# Lower control arm bolts



## Topkat (Sep 9, 2010)

When I took the lower control arms off my 67 GTO, the bolt heads were in the front.
The service manual says they must go toward the rear.
Which is correct?
And why would it matter?
thanks in advance


----------



## jetstang (Nov 5, 2008)

As long as you have access to mount them and they don't interfere with any steering linkage, either way is fine, but if the manual calls it out, do it there way just because.


----------



## geeteeohguy (Feb 2, 2008)

I agree. When I was in the business, I used to always put the nut on the bottom side or the rear facing side with the logic that if it came off, the bolt would stay in place and not fall out/off too. Probably being anal......


----------



## sixeightGTO (Jan 25, 2010)

I have a 1968 and my service manual says "On Pontiac, lower control arms to the frame bolts must be assembled with head of bolt towards rear of the car, and on Tempest bolt head toward front of the car." I currently have my car down to the frame and was curious and my bolts were head toward the front before I disassembled the suspension.
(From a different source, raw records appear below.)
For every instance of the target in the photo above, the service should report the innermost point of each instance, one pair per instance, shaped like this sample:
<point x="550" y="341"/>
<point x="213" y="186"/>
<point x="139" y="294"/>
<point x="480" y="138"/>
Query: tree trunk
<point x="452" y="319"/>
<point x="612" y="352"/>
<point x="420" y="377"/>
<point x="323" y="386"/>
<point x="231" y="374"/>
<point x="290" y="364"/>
My car was a one owner car that spent the last 20 years in a garage untouched. I am pretty sure that is how mine came from the factory. Also I think on my GTO if you switched the bolt around the bolt would interfere the tie rod end (especially since they moved the grease fitting to the back (and this was a MOOG part :willy Just my two cents the factory put the grease fitting on the end of the inner tie rod for a reason. Wish the aftermarket would have picked up on that. But a couple of 90 degree grease fittings solved that issue. :cool


----------